OTL-200 for Metachromatic Leukodystrophy Investigational New Drug Application Gets Approved

 

In a recent press release, gene therapy company Orchard Therapeutics (“Orchard”) announced that the FDA approved Orchard’s Investigational New Drug (IND) application for OTL-200. This gene therapy solution is designed for patients with metachromatic leukodystrophy (MLD). Because the FDA approved the IND, Orchard can now hold clinical trials and administer this investigational treatment to humans.

OTL-200

Over the years, Orchard has worked to create targeted gene therapy solutions for patients with rare diseases. The company uses an ex vivo model, meaning that cells are genetically modified outside of the body before being administered. This is in contrast to in vivo models, which modify the cells in the body.

In this case, OTL-200 is an autologous, hematopoietic stem cell (HSTC), lentiviral vector gene therapy. Let’s break that down a little:

  • Autologous means that it uses cells or tissues from the same person. In this case, HSTCs are sourced from the patient themselves. Next, OTL-200 inserts a working copy of the mutated or defective gene before the cells are transplanted back in the body.
  • Hematopoietic stem cells help produce and develop healthy blood cells.
  • Lentiviral vectors, as described by GeneTherapyNet, are:

a genus of the Retroviridae family, characterized by a long incubation period. Lentiviruses can deliver a significant amount of genetic information into the DNA of the host cell, so they are one of the most efficient methods of gene delivery vector.

So, in short, OTL-200 uses lentiviral vectors to deliver functional genes to patients using their own HSTCs. Orchard included data sourced from 39 patients in the IND. Additionally, Orchard applied for Regenerative Medicine Advanced Therapy designation, but this has not yet been approved.

Metachromatic Leukodystrophy (MLD)

Overall, metachromatic leukodystrophy (MLD) exists under the umbrella of leukodystrophy, groups of progressive central nervous system (CNS) disorders characterized by the destruction of the myelin sheath. Normally, the myelin sheath acts as a protective coating for nerve cells. But patients with metachromatic leukodystrophy experience destruction of this myelin sheath, exposing and damaging nerve cells. Typically, this disorder is caused by ARSA gene mutations. However, in rarer cases, a PSAP gene mutation may cause symptoms.

There are three main forms of metachromatic leukodystrophy: late-infantile, juvenile, and adult. Late-infantile is the most common form of the disorder. Around 50% of all diagnoses fit into this category. Typically, this form is fatal within 5 years for about half of all patients. Next, the juvenile form consists of around 20-30% of all diagnoses. Symptoms of juvenile metachromatic leukodystrophy typically occur between ages 4 and 14. It is typically fatal within 10 years for 44% of patients. Finally, the adult form is the least common.

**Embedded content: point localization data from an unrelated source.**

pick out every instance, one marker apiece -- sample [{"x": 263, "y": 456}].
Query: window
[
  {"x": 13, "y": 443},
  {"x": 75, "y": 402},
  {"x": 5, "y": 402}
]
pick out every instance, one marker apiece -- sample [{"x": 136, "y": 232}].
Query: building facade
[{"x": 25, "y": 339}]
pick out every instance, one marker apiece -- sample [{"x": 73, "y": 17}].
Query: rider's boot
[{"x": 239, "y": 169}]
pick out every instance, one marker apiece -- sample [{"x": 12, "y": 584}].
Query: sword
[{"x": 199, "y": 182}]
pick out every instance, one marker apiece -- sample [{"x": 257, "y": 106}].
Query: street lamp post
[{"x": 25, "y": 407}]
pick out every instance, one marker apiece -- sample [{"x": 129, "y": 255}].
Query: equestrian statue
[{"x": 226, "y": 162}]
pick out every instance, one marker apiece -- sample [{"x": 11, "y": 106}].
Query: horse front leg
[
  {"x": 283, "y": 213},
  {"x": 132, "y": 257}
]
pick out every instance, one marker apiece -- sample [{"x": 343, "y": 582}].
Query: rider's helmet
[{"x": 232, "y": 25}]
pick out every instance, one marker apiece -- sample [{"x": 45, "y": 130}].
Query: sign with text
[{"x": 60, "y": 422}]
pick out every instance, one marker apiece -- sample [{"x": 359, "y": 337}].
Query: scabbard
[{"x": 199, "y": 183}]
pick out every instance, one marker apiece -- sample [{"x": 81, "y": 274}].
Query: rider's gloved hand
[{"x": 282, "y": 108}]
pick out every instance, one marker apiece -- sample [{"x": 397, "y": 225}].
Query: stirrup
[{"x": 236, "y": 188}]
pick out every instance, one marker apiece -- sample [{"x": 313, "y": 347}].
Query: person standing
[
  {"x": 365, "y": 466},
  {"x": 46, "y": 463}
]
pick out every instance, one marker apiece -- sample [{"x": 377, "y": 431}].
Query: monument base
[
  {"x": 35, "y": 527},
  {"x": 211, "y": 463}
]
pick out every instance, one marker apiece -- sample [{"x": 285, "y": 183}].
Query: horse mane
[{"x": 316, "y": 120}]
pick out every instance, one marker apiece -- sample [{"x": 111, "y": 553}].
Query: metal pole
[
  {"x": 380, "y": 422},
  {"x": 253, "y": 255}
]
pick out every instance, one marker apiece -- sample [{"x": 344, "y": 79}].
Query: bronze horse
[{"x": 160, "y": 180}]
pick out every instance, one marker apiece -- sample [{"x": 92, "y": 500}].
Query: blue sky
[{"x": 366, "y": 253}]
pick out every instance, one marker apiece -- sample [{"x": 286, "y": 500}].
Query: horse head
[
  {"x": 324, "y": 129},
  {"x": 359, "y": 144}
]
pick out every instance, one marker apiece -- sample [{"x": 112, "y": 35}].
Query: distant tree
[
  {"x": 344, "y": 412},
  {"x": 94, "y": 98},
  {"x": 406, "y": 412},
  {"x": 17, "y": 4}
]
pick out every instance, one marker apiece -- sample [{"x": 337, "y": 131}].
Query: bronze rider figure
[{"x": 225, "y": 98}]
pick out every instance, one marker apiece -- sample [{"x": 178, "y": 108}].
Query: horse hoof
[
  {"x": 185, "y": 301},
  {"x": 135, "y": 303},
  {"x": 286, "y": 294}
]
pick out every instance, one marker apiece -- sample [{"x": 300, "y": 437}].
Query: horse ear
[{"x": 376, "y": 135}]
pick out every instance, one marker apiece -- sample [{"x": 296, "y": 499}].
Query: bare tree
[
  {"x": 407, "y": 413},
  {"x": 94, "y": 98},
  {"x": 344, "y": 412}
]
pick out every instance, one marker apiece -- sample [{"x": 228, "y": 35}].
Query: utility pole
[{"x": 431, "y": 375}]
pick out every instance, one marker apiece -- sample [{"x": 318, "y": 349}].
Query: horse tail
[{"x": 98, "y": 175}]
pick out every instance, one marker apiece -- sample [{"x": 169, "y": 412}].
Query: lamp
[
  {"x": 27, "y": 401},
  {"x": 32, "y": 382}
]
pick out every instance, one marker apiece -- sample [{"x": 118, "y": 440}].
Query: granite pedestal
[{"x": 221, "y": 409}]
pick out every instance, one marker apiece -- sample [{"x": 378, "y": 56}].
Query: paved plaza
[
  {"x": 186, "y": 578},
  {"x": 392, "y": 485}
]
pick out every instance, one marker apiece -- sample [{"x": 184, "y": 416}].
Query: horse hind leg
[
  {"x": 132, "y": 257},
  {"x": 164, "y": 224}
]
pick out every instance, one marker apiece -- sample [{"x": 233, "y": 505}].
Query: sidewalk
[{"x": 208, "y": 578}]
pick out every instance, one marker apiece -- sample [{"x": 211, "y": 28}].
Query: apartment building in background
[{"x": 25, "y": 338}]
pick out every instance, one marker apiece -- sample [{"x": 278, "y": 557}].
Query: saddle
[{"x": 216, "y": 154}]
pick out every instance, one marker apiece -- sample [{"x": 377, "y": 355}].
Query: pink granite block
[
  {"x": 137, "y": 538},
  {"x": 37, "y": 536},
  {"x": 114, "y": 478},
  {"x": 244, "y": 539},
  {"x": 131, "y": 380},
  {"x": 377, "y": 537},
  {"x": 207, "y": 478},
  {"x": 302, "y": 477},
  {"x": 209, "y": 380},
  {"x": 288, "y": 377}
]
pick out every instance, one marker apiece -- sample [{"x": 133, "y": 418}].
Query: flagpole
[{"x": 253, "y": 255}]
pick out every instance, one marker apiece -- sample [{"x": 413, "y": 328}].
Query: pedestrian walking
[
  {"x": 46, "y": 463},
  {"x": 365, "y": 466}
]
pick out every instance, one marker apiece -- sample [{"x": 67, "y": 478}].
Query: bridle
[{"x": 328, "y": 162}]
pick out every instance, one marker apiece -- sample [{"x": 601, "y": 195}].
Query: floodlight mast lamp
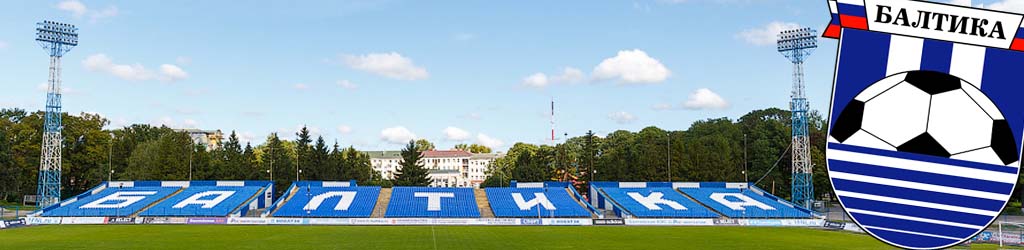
[
  {"x": 797, "y": 45},
  {"x": 57, "y": 39}
]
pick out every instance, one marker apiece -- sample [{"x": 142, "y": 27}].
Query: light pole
[
  {"x": 190, "y": 150},
  {"x": 745, "y": 178},
  {"x": 271, "y": 163},
  {"x": 110, "y": 159}
]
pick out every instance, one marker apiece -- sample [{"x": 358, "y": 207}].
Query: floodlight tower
[
  {"x": 797, "y": 45},
  {"x": 57, "y": 39}
]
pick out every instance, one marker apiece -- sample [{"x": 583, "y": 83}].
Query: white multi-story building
[
  {"x": 448, "y": 168},
  {"x": 210, "y": 138}
]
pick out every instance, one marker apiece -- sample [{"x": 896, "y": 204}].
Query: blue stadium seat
[
  {"x": 113, "y": 202},
  {"x": 328, "y": 202},
  {"x": 512, "y": 202},
  {"x": 657, "y": 202},
  {"x": 743, "y": 203},
  {"x": 203, "y": 201},
  {"x": 451, "y": 203}
]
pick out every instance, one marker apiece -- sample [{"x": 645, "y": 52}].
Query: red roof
[{"x": 445, "y": 154}]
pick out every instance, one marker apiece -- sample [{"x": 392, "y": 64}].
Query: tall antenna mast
[
  {"x": 552, "y": 120},
  {"x": 797, "y": 45},
  {"x": 57, "y": 39}
]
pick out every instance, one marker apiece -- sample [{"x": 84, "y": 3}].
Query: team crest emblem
[{"x": 927, "y": 118}]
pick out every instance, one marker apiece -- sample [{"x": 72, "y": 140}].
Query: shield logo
[{"x": 927, "y": 118}]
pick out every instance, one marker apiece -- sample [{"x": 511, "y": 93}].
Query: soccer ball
[{"x": 928, "y": 113}]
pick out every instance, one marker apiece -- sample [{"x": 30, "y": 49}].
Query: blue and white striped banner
[{"x": 925, "y": 130}]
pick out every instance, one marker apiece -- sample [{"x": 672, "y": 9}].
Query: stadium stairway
[
  {"x": 258, "y": 195},
  {"x": 592, "y": 215},
  {"x": 382, "y": 202},
  {"x": 483, "y": 204},
  {"x": 614, "y": 203},
  {"x": 698, "y": 202},
  {"x": 287, "y": 198},
  {"x": 157, "y": 202}
]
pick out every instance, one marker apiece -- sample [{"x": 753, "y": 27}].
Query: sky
[{"x": 376, "y": 74}]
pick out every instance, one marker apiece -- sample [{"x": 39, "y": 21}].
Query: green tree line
[
  {"x": 92, "y": 155},
  {"x": 711, "y": 150}
]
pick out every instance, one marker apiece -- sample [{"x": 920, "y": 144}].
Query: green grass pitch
[{"x": 298, "y": 237}]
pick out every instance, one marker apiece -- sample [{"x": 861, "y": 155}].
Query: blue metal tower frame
[
  {"x": 57, "y": 39},
  {"x": 797, "y": 45}
]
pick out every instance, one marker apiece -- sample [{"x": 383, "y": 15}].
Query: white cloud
[
  {"x": 456, "y": 134},
  {"x": 389, "y": 65},
  {"x": 569, "y": 75},
  {"x": 135, "y": 72},
  {"x": 632, "y": 67},
  {"x": 538, "y": 80},
  {"x": 471, "y": 116},
  {"x": 107, "y": 12},
  {"x": 183, "y": 60},
  {"x": 344, "y": 129},
  {"x": 465, "y": 36},
  {"x": 766, "y": 35},
  {"x": 172, "y": 73},
  {"x": 165, "y": 120},
  {"x": 662, "y": 107},
  {"x": 101, "y": 63},
  {"x": 397, "y": 135},
  {"x": 488, "y": 141},
  {"x": 706, "y": 99},
  {"x": 622, "y": 117},
  {"x": 189, "y": 123},
  {"x": 347, "y": 85},
  {"x": 186, "y": 112},
  {"x": 76, "y": 8}
]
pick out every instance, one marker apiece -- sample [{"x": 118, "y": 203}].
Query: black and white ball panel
[
  {"x": 897, "y": 115},
  {"x": 928, "y": 113}
]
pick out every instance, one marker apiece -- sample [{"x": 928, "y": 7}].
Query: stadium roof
[
  {"x": 383, "y": 154},
  {"x": 445, "y": 154}
]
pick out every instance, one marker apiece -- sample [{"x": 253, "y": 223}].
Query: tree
[
  {"x": 357, "y": 165},
  {"x": 302, "y": 154},
  {"x": 275, "y": 157},
  {"x": 249, "y": 164},
  {"x": 412, "y": 173},
  {"x": 337, "y": 164},
  {"x": 228, "y": 160},
  {"x": 164, "y": 159},
  {"x": 424, "y": 144}
]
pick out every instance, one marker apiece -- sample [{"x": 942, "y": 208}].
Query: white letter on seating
[
  {"x": 744, "y": 201},
  {"x": 195, "y": 199},
  {"x": 433, "y": 199},
  {"x": 127, "y": 198},
  {"x": 653, "y": 199},
  {"x": 343, "y": 204},
  {"x": 540, "y": 199}
]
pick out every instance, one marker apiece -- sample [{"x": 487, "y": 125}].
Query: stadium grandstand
[
  {"x": 691, "y": 200},
  {"x": 327, "y": 199},
  {"x": 347, "y": 200},
  {"x": 130, "y": 199}
]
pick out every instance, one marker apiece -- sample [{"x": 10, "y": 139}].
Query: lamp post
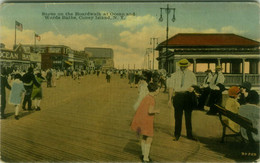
[
  {"x": 152, "y": 41},
  {"x": 168, "y": 11}
]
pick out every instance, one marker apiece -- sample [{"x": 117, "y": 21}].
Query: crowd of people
[{"x": 184, "y": 96}]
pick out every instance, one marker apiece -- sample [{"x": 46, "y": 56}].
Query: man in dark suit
[
  {"x": 29, "y": 80},
  {"x": 185, "y": 102},
  {"x": 4, "y": 84}
]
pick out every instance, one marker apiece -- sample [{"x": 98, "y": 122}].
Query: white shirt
[
  {"x": 207, "y": 80},
  {"x": 182, "y": 80},
  {"x": 217, "y": 78}
]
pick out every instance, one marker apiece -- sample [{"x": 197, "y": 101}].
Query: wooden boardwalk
[{"x": 90, "y": 122}]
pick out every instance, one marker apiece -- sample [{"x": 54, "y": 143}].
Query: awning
[{"x": 68, "y": 62}]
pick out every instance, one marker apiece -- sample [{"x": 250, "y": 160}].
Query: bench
[{"x": 240, "y": 120}]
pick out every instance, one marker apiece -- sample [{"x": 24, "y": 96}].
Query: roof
[
  {"x": 99, "y": 52},
  {"x": 195, "y": 39}
]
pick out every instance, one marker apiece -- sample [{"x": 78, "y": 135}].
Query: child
[
  {"x": 142, "y": 90},
  {"x": 16, "y": 93},
  {"x": 143, "y": 120},
  {"x": 37, "y": 92}
]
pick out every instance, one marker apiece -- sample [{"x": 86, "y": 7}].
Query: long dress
[
  {"x": 16, "y": 92},
  {"x": 143, "y": 121},
  {"x": 37, "y": 91},
  {"x": 143, "y": 91}
]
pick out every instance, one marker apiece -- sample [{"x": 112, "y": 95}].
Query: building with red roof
[{"x": 238, "y": 56}]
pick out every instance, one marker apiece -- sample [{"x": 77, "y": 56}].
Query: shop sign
[
  {"x": 8, "y": 55},
  {"x": 25, "y": 56},
  {"x": 35, "y": 57}
]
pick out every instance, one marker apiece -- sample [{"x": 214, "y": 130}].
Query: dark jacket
[
  {"x": 186, "y": 101},
  {"x": 29, "y": 80},
  {"x": 4, "y": 84}
]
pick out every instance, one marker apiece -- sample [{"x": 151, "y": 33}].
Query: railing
[{"x": 235, "y": 79}]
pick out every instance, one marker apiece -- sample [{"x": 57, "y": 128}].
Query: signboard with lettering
[{"x": 8, "y": 55}]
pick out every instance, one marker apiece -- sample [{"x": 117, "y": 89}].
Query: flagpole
[{"x": 15, "y": 34}]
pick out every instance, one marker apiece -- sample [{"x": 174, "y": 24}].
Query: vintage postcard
[{"x": 129, "y": 81}]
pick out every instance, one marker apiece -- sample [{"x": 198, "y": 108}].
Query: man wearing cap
[
  {"x": 244, "y": 89},
  {"x": 205, "y": 89},
  {"x": 216, "y": 89},
  {"x": 29, "y": 80},
  {"x": 179, "y": 83},
  {"x": 4, "y": 84}
]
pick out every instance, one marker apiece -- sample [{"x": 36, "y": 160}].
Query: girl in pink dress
[{"x": 143, "y": 120}]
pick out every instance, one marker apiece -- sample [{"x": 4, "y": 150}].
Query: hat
[
  {"x": 208, "y": 70},
  {"x": 233, "y": 91},
  {"x": 218, "y": 67},
  {"x": 253, "y": 97},
  {"x": 183, "y": 63},
  {"x": 246, "y": 85}
]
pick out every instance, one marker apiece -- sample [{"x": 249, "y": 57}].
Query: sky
[{"x": 124, "y": 27}]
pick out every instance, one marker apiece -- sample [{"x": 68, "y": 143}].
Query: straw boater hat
[
  {"x": 183, "y": 63},
  {"x": 208, "y": 70},
  {"x": 233, "y": 91},
  {"x": 218, "y": 67}
]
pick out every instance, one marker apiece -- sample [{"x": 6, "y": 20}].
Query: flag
[
  {"x": 18, "y": 26},
  {"x": 38, "y": 37}
]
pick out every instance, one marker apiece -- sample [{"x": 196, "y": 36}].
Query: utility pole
[
  {"x": 148, "y": 50},
  {"x": 152, "y": 42},
  {"x": 168, "y": 11}
]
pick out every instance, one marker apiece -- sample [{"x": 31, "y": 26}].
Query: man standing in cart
[
  {"x": 29, "y": 80},
  {"x": 180, "y": 83}
]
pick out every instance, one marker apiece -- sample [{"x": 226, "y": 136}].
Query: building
[
  {"x": 19, "y": 58},
  {"x": 103, "y": 58},
  {"x": 238, "y": 56},
  {"x": 59, "y": 57}
]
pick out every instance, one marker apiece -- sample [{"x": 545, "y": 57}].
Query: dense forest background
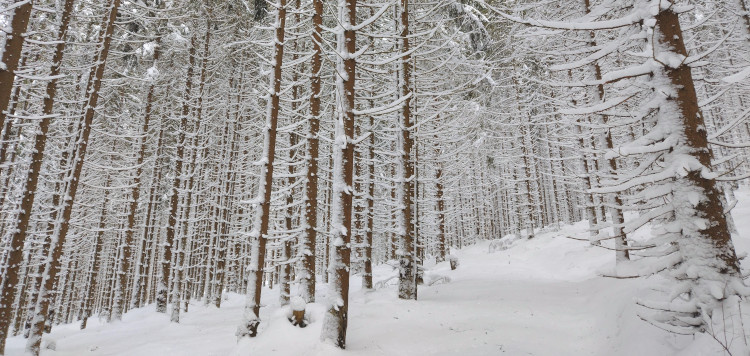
[{"x": 168, "y": 151}]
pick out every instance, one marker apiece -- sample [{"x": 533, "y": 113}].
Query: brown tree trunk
[
  {"x": 341, "y": 226},
  {"x": 93, "y": 86},
  {"x": 307, "y": 279},
  {"x": 92, "y": 285},
  {"x": 367, "y": 275},
  {"x": 263, "y": 217},
  {"x": 11, "y": 56},
  {"x": 407, "y": 288},
  {"x": 166, "y": 262},
  {"x": 124, "y": 265}
]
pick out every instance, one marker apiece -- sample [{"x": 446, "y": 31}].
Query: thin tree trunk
[
  {"x": 407, "y": 288},
  {"x": 249, "y": 326},
  {"x": 166, "y": 262},
  {"x": 335, "y": 324},
  {"x": 308, "y": 276},
  {"x": 93, "y": 86}
]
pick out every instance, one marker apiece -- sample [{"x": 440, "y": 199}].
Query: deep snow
[{"x": 544, "y": 296}]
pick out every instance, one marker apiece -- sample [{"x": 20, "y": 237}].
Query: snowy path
[{"x": 540, "y": 297}]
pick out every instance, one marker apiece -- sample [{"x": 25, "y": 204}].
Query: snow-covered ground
[{"x": 544, "y": 296}]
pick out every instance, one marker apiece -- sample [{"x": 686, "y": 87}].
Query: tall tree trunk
[
  {"x": 54, "y": 260},
  {"x": 166, "y": 262},
  {"x": 11, "y": 56},
  {"x": 335, "y": 324},
  {"x": 249, "y": 326},
  {"x": 307, "y": 277},
  {"x": 124, "y": 265},
  {"x": 367, "y": 275},
  {"x": 407, "y": 287}
]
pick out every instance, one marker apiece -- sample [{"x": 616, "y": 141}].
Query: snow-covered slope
[{"x": 543, "y": 296}]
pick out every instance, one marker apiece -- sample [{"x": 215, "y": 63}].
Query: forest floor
[{"x": 544, "y": 296}]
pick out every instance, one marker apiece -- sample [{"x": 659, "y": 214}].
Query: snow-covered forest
[{"x": 385, "y": 177}]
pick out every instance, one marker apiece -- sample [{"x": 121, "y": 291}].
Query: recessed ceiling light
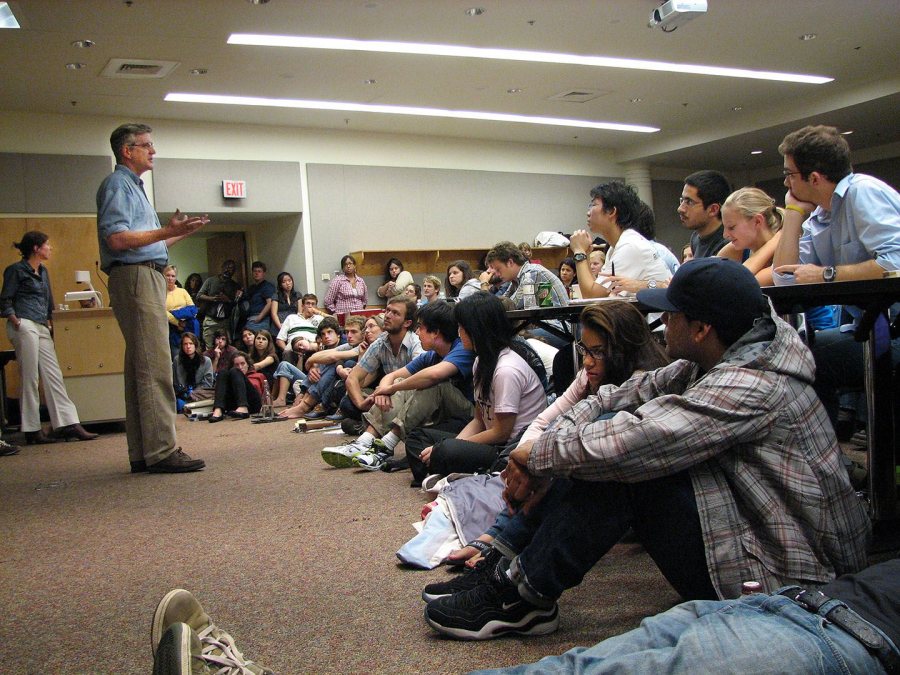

The gene mutations which cause this condition result in an accumulation of sulfatides in the brain, kidneys, spleen, liver, and gallbladder. It is this buildup which ultimately causes neurodegenerative damage. While symptoms vary based on forms, common symptoms include:

  • Changes in mood, behavior, or personality
  • Seizures
  • Intellectual and developmental delays
  • Motor issues
  • Difficulty speaking or walking
  • Muscle spasms and/or muscle weakness
  • Blindness
  • Periventricular leukomalacia, a form of brain damage present in late-infantile metachromatic leukodystrophy
  • Impaired balance and coordination
Jessica Lynn

Jessica Lynn

Jessica Lynn has an educational background in writing and marketing. She firmly believes in the power of writing in amplifying voices, and looks forward to doing so for the rare disease community.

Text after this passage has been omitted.